Germain Bour, directeur de la coopérative Cerepy, et Philippe Jehan, vice-président de la FDSEA sont les deux principaux influenceurs de la crise du lait. Ils véhiculent ainsi le message de colère des agriculteurs au reste des internautes :
Ces porte-paroles ont également réussi à bien organiser les revendications. Identifiée derrière le hashtag #crisedulait, les chefs de file ont aussi incité au #boycott et au blocage derrière #tousalaval :
Et certains répondent présent :
Une bonne centaine de sarthois présent aujourd'hui devant lactalis ! #tousalaval @fdsea53 @philippe_jehan @FRSEA_PDL pic.twitter.com/CL1Cbfv5sO
— Etienne Fourmont (@agrikol) 25 août 2016
Pourtant, la revendication ne prend pas sur la Toile comme ce fut le cas pour la déchéance de nationalité par exemple qui a alimenté le débat social pendant des mois et dépassé la centaine de millions de posts sur Twitter et Facebook. La crise du lait, bien que parfaitement structurée pour générer l’adhésion sur les réseaux sociaux, ne parvient pas à s’étendre. Une partie de l’explication réside dans le fait que cette question concerne un segment de population particulier et que si leur situation est jugée injuste par le reste des internautes celle-ci ne parvient pas à susciter suffisamment d’émoi pour que des non-spécialistes partagent la grogne, en fassent leur propre combat et alimentent ainsi la polémique.
Crise du lait : politisation et manque de considération
Les personnalités politiques se sont exprimées sur les réseaux pour dénoncer la situation des producteurs de lait.
En tête des déclarations les plus partagées, Marine Le Pen, la Présidente du Front National, dont le communiqué de presse a été partagé plus de 200 fois.
🖋« @SLeFoll doit faire cesser les pressions illégales de #Lactalis » | Mon communiqué : https://t.co/NWzzYhnQnD pic.twitter.com/g35FSG4pcq
— Marine Le Pen (@MLP_officiel) 29 août 2016
Suivie par la déclaration d’Alain Houpert, secrétaire national des Républicains :
Pour 1000 l de lait un agriculteur dépense 320€.Lactalis propose 271€. Respectez leur travail et payez au juste prix pic.twitter.com/bbEcygNgcU
— Alain Houpert (@alainhoupert) 29 août 2016
Et par Bruno Le Maire, député de l’Eure et candidat à la primaire de la Droite :
Les producteurs de #lait ont droit à une juste rémunération de leur travail. Je les soutiens dans leur combat.

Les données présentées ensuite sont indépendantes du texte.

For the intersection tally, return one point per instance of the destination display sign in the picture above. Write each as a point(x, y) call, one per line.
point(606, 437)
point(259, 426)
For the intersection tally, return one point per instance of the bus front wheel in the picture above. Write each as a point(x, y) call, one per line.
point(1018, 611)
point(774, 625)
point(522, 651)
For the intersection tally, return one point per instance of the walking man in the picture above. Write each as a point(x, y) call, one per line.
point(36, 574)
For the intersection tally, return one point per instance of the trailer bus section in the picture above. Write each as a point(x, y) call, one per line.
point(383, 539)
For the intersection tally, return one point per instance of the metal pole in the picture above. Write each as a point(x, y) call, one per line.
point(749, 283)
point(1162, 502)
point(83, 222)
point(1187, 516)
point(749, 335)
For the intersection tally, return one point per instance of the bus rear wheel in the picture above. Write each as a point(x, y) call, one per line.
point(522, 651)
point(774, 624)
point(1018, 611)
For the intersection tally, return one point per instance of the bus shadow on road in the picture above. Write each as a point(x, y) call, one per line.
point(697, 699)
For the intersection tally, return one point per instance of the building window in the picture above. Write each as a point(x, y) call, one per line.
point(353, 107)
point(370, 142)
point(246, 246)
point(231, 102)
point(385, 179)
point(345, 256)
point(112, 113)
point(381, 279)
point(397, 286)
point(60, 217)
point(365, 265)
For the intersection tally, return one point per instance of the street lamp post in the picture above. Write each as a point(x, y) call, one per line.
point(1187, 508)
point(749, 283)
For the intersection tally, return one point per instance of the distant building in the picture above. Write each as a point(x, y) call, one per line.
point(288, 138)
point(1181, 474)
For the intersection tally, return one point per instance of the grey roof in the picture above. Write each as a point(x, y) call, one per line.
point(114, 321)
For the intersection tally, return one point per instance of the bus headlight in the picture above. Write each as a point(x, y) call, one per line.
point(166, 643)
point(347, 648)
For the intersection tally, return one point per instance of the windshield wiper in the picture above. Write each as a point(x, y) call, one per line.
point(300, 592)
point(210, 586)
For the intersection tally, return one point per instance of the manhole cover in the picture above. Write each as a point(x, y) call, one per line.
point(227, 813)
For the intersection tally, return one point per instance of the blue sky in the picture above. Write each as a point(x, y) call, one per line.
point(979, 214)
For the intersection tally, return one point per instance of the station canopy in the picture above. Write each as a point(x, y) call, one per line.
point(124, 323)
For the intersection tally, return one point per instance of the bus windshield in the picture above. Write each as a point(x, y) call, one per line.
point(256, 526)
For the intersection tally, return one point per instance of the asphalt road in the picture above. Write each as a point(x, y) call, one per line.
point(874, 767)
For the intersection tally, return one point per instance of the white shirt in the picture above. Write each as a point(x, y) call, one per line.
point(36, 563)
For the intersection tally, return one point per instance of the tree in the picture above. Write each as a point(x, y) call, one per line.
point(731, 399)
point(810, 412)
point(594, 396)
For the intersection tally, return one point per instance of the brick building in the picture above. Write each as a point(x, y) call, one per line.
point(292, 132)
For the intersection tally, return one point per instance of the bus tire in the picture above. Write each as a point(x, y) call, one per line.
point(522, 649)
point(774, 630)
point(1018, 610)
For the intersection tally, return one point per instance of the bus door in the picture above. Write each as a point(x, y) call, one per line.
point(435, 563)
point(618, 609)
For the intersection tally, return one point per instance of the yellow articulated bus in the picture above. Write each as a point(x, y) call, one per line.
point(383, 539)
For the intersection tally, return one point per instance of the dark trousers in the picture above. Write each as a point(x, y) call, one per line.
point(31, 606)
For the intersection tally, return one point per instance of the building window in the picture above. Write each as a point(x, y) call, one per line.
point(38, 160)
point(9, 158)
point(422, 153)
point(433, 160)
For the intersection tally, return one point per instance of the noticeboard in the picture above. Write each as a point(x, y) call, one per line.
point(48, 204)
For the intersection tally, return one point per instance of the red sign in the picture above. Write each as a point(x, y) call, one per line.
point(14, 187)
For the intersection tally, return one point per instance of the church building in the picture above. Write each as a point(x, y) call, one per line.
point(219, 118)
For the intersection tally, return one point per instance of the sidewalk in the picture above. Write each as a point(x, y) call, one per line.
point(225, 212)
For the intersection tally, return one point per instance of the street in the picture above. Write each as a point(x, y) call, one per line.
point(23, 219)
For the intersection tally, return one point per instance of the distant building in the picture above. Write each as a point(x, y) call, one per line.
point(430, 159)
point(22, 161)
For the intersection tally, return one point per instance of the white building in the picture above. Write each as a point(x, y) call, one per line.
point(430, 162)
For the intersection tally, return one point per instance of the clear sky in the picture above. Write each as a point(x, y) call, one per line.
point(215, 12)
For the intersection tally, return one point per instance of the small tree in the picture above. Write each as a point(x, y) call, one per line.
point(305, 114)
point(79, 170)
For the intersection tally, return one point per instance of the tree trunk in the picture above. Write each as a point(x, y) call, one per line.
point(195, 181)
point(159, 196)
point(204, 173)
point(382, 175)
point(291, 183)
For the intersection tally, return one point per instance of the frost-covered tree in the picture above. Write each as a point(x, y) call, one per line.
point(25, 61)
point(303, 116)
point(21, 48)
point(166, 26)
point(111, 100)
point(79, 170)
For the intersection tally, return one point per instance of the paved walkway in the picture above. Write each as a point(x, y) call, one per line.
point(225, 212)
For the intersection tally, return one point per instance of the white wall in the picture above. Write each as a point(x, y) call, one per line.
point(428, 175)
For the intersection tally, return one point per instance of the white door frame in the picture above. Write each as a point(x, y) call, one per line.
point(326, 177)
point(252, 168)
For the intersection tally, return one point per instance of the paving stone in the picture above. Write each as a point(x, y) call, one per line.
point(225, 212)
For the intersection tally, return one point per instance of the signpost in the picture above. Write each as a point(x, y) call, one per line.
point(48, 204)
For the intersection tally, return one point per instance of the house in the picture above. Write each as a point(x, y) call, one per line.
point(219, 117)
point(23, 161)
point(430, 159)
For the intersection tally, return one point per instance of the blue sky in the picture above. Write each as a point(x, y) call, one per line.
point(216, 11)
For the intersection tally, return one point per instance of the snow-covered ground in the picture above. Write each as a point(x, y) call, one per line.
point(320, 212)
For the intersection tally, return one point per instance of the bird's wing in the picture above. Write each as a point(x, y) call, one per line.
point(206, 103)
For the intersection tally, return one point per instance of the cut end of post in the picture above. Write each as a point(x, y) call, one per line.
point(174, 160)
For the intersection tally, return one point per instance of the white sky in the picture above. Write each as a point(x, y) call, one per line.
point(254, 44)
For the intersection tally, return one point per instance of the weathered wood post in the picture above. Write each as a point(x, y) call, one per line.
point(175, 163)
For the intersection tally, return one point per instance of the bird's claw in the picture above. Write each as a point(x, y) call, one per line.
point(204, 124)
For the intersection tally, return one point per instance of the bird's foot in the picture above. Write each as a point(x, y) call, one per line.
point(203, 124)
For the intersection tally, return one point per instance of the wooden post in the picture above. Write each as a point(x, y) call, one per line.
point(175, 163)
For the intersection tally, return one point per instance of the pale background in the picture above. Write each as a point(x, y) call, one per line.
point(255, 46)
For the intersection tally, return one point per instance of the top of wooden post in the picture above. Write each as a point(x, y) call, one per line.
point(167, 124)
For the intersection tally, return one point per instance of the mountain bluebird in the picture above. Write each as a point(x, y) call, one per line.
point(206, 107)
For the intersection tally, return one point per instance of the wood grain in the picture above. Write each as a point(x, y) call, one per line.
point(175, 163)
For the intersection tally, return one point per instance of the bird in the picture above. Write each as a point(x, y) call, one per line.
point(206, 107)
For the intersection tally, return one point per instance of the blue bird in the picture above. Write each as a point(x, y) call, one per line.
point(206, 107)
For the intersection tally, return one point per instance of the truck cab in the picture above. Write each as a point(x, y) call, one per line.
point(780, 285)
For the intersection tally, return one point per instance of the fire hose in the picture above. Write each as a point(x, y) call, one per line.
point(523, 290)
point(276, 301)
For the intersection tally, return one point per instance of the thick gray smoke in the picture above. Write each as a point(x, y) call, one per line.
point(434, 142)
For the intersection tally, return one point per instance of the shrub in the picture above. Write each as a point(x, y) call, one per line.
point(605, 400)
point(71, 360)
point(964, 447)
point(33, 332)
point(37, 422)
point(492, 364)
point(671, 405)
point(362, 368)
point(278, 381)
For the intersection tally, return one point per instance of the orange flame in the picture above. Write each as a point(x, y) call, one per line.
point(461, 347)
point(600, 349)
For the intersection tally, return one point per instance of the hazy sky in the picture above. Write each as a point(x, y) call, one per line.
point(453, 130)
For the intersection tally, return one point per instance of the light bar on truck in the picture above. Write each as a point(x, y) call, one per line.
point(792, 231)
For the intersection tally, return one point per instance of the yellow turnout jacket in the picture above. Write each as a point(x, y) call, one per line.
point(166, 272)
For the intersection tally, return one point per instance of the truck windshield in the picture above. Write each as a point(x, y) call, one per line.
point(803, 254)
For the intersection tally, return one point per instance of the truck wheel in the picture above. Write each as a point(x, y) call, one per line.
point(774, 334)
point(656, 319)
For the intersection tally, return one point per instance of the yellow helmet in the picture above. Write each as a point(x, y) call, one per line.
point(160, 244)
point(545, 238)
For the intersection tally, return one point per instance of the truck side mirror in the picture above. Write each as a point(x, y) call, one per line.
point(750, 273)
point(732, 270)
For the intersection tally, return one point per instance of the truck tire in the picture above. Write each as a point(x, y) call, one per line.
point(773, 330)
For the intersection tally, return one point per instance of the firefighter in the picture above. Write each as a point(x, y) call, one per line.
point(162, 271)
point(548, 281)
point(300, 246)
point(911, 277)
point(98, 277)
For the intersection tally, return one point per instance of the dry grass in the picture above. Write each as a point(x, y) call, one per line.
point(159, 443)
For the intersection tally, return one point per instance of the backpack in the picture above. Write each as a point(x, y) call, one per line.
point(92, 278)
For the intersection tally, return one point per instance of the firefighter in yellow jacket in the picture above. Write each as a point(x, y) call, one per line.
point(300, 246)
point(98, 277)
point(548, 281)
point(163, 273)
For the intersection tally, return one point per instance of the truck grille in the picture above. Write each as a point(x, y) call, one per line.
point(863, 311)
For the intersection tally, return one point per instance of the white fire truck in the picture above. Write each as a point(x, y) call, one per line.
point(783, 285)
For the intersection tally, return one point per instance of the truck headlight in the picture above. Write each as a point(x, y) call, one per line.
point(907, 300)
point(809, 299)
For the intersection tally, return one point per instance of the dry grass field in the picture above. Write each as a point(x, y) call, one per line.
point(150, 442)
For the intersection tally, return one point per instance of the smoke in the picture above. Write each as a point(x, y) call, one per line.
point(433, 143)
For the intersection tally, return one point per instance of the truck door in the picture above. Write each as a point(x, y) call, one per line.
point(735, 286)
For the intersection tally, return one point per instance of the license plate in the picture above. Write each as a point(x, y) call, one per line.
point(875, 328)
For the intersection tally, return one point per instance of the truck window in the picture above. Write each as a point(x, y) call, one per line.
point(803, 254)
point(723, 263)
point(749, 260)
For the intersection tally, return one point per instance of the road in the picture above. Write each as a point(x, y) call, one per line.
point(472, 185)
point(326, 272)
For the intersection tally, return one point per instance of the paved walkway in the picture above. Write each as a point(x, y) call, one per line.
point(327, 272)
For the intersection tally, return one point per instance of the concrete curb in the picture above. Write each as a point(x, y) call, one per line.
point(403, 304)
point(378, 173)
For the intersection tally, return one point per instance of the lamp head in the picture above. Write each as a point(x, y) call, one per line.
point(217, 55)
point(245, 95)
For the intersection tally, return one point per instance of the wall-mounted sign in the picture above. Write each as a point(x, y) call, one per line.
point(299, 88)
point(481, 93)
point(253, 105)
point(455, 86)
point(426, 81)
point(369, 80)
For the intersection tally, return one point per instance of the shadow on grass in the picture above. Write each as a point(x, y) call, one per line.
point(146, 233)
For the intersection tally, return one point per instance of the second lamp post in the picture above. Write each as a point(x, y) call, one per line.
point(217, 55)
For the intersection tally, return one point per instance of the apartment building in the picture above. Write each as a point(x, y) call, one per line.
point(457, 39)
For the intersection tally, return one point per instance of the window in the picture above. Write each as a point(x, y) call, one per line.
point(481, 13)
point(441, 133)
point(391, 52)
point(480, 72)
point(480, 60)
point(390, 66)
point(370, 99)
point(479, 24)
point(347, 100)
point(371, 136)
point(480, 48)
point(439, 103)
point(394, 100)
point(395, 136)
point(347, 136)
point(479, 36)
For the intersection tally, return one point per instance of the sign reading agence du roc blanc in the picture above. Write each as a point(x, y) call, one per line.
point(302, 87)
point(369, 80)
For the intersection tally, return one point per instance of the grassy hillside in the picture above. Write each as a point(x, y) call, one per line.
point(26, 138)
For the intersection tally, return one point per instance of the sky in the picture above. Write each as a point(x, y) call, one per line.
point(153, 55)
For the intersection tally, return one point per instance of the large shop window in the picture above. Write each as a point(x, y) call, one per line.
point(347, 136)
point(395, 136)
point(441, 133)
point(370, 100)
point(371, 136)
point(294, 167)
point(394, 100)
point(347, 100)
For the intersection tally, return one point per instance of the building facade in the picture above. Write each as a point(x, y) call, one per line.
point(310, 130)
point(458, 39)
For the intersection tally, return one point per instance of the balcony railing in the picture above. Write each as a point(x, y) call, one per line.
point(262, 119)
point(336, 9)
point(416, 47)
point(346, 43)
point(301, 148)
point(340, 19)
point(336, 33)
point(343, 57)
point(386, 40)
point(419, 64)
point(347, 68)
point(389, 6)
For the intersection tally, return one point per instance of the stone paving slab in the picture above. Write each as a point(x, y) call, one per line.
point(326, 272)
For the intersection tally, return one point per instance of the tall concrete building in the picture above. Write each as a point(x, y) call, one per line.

— Bruno Le Maire (@BrunoLeMaire) 22 août 2016
Et enfin, le plaidoyer de Laurence Pache, membre du Parti de Gauche :
Pourtant le commentaire le plus partagé, loin devant les réactions politiques est celui de cet internaute qui souligne le manque de sens des priorités du gouvernement dans ce tweet :
Qd tu entends sur @franceinfo le représentant des producteurs de lait en larmes tu comprends pourquoi @manuelvalls te parle de burkini.
— Epris de Justice غزة (@epris2justice) 27 août 2016
Pour conclure, la colère des producteurs laitiers contre les géants du marché tel que Lactalis aurait tout pour être un parfait cas d’école d’une crise qui s’amplifie grâce aux réseaux sociaux. Pourtant, le sujet n’émeut pas assez, trop sectoriel peut-être, trop peu polémique sinon, pour faire de la crise du lait un phénomène viral.